Another is that “the systemic failings” seen in the elections, and the relatively low levels of voter participation, indicated the need for fundamental electoral reform. “Such reform needs political leadership that is dedicated to the rights of Nigerian citizens, and an inclusive process of national dialogue involving state institutions, parties, civil society and the media. This needs to be urgently undertaken to allow time for debate, legislative changes and implementation well in advance of the next elections.” On INEC, the report recommends that the election body “considerably strengthen its organisational and operational capacity as well as its internal communication”. It also suggested that “the inter-agency body responsible for electoral security work more transparently and inclusively with regular consultations with political parties and civil society.” The EU EOM also called for a legal requirement for parties to have a minimum representation of women among candidates, faulting the low number of female candidates for the polls. It further recommended that election tribunals cover pre-election cases in order to improve access to remedy and to avoid petitions being taken to different courts at the same time.

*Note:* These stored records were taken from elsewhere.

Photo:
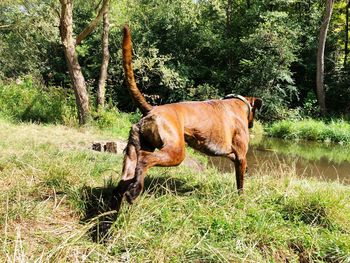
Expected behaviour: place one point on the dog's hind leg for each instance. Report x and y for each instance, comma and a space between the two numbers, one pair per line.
240, 167
170, 155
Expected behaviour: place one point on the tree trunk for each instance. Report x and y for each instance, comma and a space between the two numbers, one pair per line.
101, 90
346, 48
76, 76
320, 57
229, 37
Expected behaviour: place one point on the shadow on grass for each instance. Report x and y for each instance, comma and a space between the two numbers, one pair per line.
101, 211
102, 204
161, 185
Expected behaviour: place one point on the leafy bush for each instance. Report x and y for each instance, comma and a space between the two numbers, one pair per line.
27, 101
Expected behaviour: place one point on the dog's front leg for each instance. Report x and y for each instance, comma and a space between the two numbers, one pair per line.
171, 155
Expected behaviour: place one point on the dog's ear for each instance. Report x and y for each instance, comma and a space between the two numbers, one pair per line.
257, 104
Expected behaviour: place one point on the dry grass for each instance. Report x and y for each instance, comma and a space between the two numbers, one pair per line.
54, 190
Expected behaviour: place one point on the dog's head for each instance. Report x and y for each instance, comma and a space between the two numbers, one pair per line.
256, 104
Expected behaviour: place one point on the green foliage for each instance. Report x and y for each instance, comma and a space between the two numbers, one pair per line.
189, 50
53, 182
32, 102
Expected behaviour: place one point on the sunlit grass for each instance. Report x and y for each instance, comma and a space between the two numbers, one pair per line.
53, 186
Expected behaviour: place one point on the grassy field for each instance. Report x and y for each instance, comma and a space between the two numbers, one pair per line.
54, 189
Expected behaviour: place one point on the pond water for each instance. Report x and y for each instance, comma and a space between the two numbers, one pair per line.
307, 159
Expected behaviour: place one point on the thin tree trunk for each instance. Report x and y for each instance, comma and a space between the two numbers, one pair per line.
229, 37
320, 57
101, 90
91, 27
76, 76
346, 48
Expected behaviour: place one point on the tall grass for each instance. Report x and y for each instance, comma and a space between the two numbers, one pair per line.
54, 189
337, 131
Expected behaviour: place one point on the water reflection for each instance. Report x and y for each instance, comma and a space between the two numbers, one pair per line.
307, 159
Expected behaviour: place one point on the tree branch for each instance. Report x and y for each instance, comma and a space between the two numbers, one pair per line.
5, 26
93, 23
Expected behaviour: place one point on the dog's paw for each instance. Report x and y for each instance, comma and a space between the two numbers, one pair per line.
133, 192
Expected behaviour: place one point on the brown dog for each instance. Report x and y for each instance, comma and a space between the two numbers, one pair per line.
214, 127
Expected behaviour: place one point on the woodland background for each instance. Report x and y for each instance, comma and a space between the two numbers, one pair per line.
189, 50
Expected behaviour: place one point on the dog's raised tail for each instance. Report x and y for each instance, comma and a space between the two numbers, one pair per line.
135, 93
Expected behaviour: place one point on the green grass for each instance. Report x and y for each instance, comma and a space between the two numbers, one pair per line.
53, 188
337, 131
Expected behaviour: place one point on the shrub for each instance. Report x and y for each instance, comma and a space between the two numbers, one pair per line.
27, 101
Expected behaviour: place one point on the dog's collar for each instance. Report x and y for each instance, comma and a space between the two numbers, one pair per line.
235, 96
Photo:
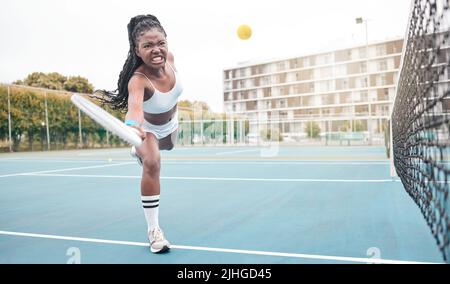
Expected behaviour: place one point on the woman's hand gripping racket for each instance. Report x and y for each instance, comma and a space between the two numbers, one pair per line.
108, 121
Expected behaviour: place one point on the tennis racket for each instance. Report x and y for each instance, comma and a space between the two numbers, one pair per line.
108, 121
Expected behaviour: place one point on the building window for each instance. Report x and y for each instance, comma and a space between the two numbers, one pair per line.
382, 65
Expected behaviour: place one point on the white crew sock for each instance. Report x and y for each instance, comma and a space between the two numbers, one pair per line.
151, 210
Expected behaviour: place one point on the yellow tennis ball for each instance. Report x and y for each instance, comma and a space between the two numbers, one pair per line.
244, 32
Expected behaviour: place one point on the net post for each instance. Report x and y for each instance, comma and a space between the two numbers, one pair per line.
393, 172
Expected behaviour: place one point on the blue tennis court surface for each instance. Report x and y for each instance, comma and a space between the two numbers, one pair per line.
218, 205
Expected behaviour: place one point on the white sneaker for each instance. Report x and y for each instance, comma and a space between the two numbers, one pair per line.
158, 244
135, 155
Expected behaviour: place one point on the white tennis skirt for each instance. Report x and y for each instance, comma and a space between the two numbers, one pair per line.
164, 130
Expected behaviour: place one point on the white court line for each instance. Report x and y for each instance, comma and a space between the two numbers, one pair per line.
212, 162
67, 169
54, 160
211, 249
258, 163
238, 151
224, 178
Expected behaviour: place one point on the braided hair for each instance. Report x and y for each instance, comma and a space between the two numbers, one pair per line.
118, 99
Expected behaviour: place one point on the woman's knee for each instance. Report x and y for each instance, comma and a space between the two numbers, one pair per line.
152, 164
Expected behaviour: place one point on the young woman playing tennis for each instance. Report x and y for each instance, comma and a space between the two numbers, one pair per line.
148, 88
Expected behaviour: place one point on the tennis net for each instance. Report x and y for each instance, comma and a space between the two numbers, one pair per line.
421, 116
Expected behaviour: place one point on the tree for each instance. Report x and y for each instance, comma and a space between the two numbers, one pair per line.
357, 126
78, 84
56, 81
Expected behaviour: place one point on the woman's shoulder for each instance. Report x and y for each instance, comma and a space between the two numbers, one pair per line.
137, 81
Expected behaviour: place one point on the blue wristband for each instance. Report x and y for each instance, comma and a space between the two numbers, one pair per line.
130, 122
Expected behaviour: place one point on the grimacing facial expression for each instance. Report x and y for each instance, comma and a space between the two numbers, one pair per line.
151, 47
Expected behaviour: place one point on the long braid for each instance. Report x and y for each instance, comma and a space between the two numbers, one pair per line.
118, 99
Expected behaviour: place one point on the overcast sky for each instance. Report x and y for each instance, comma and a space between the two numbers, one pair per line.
89, 37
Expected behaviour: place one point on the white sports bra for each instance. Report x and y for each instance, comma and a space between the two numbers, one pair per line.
162, 102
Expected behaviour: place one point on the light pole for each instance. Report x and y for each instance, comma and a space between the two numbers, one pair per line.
361, 20
9, 120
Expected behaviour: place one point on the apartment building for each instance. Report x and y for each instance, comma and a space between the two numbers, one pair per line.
349, 90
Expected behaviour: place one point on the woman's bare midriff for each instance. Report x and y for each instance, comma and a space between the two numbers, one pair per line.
160, 118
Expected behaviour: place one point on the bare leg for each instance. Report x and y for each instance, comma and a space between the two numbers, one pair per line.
151, 162
168, 142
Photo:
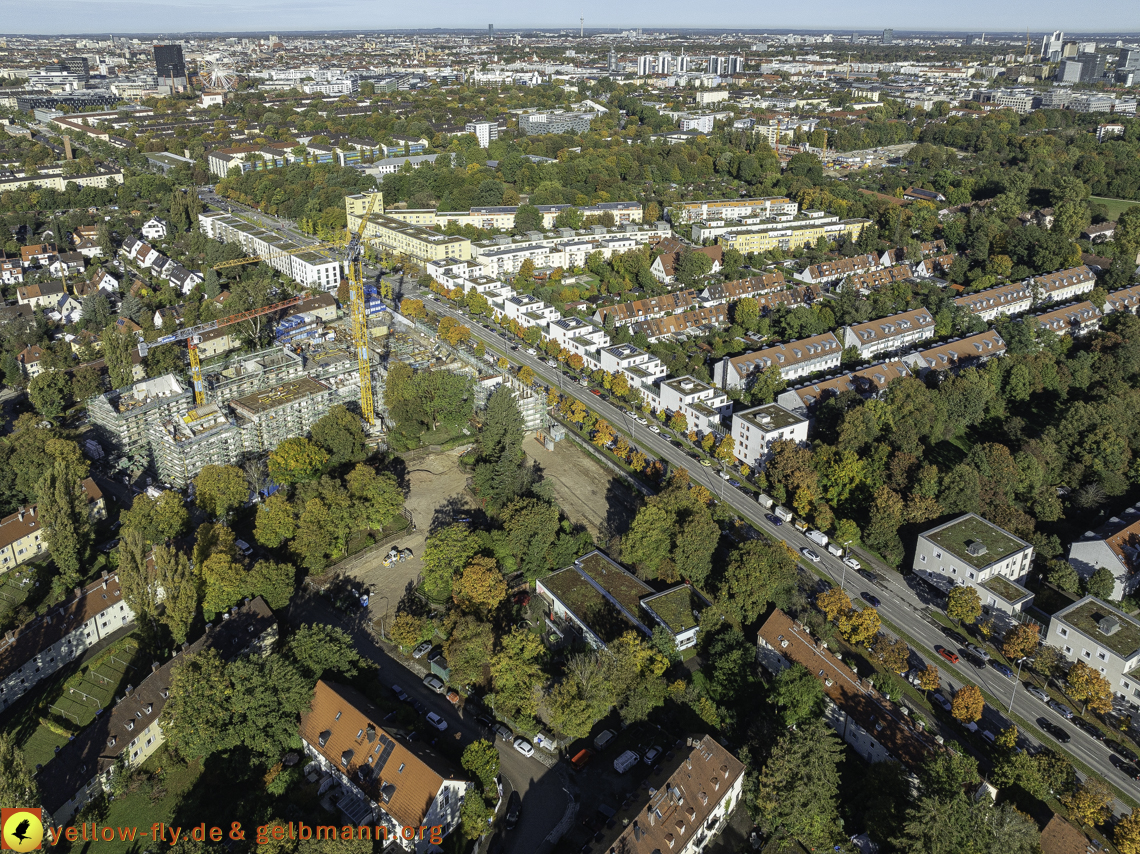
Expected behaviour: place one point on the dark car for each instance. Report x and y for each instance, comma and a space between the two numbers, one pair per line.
1117, 748
513, 810
1053, 730
1091, 729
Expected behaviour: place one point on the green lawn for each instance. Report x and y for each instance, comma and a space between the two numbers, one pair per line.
1116, 206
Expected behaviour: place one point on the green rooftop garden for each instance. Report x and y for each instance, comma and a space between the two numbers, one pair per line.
955, 537
1085, 618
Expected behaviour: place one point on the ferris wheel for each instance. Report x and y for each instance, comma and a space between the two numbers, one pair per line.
220, 75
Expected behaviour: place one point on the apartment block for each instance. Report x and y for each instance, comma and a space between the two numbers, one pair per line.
889, 333
975, 552
129, 733
958, 354
382, 779
795, 359
755, 430
38, 649
1104, 637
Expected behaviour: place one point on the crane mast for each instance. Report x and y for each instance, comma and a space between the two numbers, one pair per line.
355, 268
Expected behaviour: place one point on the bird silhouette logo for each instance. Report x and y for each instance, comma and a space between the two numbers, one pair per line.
22, 829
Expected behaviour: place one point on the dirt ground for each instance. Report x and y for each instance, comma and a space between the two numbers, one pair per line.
586, 491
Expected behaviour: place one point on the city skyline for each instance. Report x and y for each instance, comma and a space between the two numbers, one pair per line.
78, 17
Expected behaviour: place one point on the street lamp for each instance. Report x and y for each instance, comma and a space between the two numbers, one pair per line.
1018, 678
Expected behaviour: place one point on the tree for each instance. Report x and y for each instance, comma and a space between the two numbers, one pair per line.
180, 591
963, 603
273, 582
296, 461
1101, 584
482, 761
928, 678
1020, 641
1091, 803
48, 392
860, 626
220, 488
480, 587
833, 602
275, 522
319, 649
799, 693
798, 789
967, 704
445, 552
1086, 685
516, 674
62, 504
1126, 835
341, 436
758, 572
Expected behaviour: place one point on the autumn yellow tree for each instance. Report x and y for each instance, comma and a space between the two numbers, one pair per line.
1086, 685
480, 587
860, 626
1020, 641
1090, 803
833, 602
968, 704
928, 678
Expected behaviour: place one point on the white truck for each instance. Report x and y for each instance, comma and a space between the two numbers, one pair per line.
625, 762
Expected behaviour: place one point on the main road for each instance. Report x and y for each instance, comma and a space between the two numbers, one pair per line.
901, 607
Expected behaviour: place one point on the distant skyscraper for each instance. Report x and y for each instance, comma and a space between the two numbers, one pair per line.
169, 64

Warts and all, the report has been accepted by the Nigerian government. We praise this positivity on its part, which is different from the dismissive attitude of the opposition, represented by the former governing Peoples Democratic Party (PDP). Reacting to the report, the Presidency said President Muhammadu Buhari had accepted it, assuring that its recommendations would be implemented during the next elections. His Senior Special Assistant on Media and Publicity, Garba Shehu, said in a statement: “The administration of President Buhari will work with all Nigerian citizens, state institutions, parties, civil society, the media and other experts to make sure that the improvements recommended by the EU are implemented, and that these areas of concern are addressed.”
Unlike the government, the opposition PDP did not accept the report’s blank carpeting of all parties, the two major ones in particular, for their failure to prevent the violence caused by their supporters. We think this is a wrong attitude. The observers did not come to see only how INEC and officials of the government conducted themselves during the elections; all other stakeholders came under their purview. If the PDP accepted the report’s commendation of the political parties’ competitiveness in the process, it should also be humble enough to accept its own failings which the observers have pointed out. This is the way to go if we hope to refine the electoral process. It is not a job for only the government but for all stakeholders including the opposition. And talking about all stakeholders, we urge the 9th National Assembly to dust up the Electoral Act Amendment Bill the 8th Assembly passed but was vetoed by the President. The new lawmakers should take particular note of the reasons he gave for declining his assent, rework the bill and represent it. They should do so quickly to allow INEC enough time to accommodate its provisions in the schedule for the 2023 elections. One of Buhari’s reasons was that the 2019 amendments came too close to this year’s polls.